Medieval Vermicelli - Thumbnail

Tria di vermicelli original text (Anonimo Fiorentino) Se vuoli fare tria di vermicelli per XII persone, togli due libre di mandorle e una di vermicelli e una libra di çucchero. E togli le mandorle ben monde e ben macinate e bene colate, e togli i vermicelli ben netti, e mettili a bollire in acqua poca. E quand’anno levato il bollore, mettivi quantità di latte di mandorle e fallo cuocere con esso, e mettivi quantità di çucchero; e quando è cotto, mettivi çafferano stemperato. Questa vivanda vuol esere gialla e spessa; e poni spezie sopra scodella. Se vuoli fare per più o per meno persone, togli le cose a questa ragione medesima.

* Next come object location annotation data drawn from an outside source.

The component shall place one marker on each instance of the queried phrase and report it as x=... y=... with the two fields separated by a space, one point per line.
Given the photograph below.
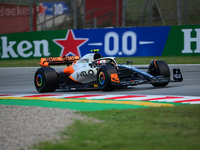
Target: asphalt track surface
x=21 y=81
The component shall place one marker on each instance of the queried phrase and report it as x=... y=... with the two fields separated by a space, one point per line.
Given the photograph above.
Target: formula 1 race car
x=94 y=71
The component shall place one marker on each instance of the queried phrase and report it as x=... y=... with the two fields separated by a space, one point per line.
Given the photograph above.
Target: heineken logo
x=23 y=48
x=70 y=44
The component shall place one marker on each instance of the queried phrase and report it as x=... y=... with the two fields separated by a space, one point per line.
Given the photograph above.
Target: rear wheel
x=104 y=77
x=159 y=68
x=46 y=80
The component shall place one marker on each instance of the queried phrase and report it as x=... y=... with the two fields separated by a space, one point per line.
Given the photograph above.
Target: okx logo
x=191 y=44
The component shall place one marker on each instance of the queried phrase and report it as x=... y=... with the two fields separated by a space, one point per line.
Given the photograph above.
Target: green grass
x=161 y=128
x=136 y=61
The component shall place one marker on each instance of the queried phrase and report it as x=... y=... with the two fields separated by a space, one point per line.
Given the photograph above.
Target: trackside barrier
x=117 y=42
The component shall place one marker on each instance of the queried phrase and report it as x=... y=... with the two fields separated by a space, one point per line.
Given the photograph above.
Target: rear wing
x=46 y=62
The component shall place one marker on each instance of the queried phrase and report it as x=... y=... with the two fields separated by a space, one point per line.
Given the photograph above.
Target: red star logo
x=42 y=9
x=70 y=45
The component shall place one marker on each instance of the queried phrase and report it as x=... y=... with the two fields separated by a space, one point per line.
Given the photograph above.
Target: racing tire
x=46 y=80
x=159 y=68
x=104 y=77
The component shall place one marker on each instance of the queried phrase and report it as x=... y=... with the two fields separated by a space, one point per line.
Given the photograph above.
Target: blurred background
x=43 y=15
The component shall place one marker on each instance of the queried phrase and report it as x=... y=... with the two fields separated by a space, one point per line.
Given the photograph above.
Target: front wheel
x=46 y=80
x=104 y=77
x=159 y=68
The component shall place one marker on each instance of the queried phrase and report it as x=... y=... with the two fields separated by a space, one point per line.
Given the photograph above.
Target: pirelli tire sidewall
x=104 y=77
x=46 y=80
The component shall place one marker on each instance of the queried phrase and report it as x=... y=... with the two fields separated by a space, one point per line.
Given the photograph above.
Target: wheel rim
x=39 y=80
x=101 y=78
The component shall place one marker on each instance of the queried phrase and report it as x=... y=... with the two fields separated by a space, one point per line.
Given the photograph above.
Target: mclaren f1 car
x=94 y=71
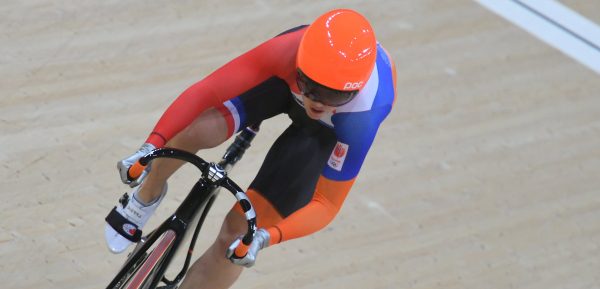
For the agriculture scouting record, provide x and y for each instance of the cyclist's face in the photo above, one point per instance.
(315, 109)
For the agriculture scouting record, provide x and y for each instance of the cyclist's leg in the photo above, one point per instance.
(207, 131)
(212, 270)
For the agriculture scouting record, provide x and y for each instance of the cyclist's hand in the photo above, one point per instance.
(261, 241)
(124, 165)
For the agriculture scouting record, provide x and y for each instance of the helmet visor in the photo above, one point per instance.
(323, 94)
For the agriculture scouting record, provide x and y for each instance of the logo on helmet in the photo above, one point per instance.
(353, 85)
(338, 156)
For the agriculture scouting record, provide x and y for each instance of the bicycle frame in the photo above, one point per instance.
(199, 200)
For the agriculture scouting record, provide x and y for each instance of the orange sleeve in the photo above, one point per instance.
(318, 213)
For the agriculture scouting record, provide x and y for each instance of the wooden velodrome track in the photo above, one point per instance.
(485, 175)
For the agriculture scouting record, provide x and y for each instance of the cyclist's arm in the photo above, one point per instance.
(231, 80)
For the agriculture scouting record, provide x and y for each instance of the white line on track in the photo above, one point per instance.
(555, 24)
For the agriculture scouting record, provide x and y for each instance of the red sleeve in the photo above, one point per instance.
(275, 57)
(318, 213)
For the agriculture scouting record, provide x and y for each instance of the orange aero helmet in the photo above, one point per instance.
(338, 50)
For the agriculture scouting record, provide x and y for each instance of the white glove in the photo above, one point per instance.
(124, 165)
(261, 241)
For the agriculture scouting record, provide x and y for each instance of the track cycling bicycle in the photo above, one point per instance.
(146, 265)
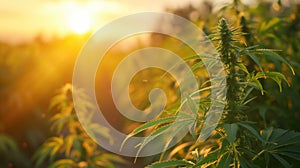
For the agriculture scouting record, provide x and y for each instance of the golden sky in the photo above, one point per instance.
(29, 18)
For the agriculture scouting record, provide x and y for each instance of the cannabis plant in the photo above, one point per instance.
(71, 146)
(236, 142)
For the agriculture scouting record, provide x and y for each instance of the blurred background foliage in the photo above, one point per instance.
(31, 73)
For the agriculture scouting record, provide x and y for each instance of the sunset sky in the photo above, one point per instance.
(20, 19)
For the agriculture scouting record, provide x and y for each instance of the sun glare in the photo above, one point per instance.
(79, 22)
(79, 19)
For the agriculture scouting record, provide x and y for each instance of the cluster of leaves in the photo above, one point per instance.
(236, 141)
(71, 146)
(15, 157)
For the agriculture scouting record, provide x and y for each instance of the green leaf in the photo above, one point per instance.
(231, 130)
(63, 163)
(225, 161)
(252, 130)
(276, 76)
(281, 160)
(243, 68)
(255, 59)
(210, 158)
(277, 57)
(146, 126)
(170, 163)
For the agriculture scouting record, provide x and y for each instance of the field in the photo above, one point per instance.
(257, 124)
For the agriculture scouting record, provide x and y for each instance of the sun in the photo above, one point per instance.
(78, 19)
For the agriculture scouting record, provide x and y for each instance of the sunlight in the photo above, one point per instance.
(79, 22)
(79, 18)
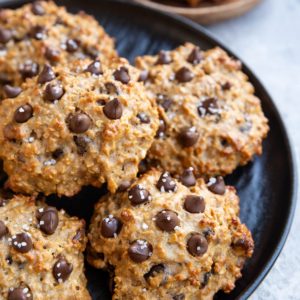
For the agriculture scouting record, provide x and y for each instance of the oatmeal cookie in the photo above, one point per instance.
(41, 33)
(40, 252)
(209, 117)
(73, 127)
(167, 241)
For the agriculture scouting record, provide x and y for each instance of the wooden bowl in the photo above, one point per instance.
(206, 13)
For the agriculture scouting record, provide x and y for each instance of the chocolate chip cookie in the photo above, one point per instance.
(70, 127)
(40, 252)
(210, 118)
(41, 33)
(164, 240)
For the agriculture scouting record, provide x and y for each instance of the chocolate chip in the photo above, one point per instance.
(38, 32)
(46, 75)
(53, 91)
(166, 183)
(12, 91)
(167, 220)
(217, 185)
(144, 118)
(138, 195)
(184, 75)
(82, 143)
(208, 106)
(29, 69)
(95, 68)
(140, 250)
(197, 244)
(188, 178)
(164, 58)
(122, 75)
(23, 113)
(48, 220)
(72, 45)
(20, 293)
(110, 227)
(195, 56)
(113, 109)
(5, 35)
(37, 8)
(3, 229)
(194, 204)
(22, 242)
(79, 122)
(62, 269)
(188, 137)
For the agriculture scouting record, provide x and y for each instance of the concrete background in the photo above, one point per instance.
(268, 40)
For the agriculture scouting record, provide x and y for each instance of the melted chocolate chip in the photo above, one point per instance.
(23, 113)
(208, 106)
(164, 58)
(29, 69)
(138, 195)
(167, 220)
(195, 56)
(140, 250)
(166, 183)
(122, 75)
(194, 204)
(53, 91)
(113, 109)
(62, 269)
(217, 185)
(110, 227)
(79, 122)
(188, 137)
(188, 178)
(12, 91)
(22, 242)
(46, 75)
(95, 68)
(197, 244)
(184, 75)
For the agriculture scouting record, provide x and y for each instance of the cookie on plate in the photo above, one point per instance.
(40, 33)
(167, 241)
(73, 127)
(40, 252)
(210, 118)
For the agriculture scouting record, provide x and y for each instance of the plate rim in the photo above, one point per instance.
(197, 28)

Translation If you want to make tria di vermicelli for 12 people, take two pounds of almonds, one of vermicelli, and one of sugar. Take almonds well peeled, well ground, and well sifted [the author is referring to the process of making almond milk, mentioned below in the text]. Take the vermicelli and boil them in a little water. Once they have boiled, add the almond milk and sugar. When it is cooked, add diluted saffron. This dish has to be yellow and thick. Sprinkle spices on the plate. If you want to make more or less tria di vermicelli, keep the same ratio.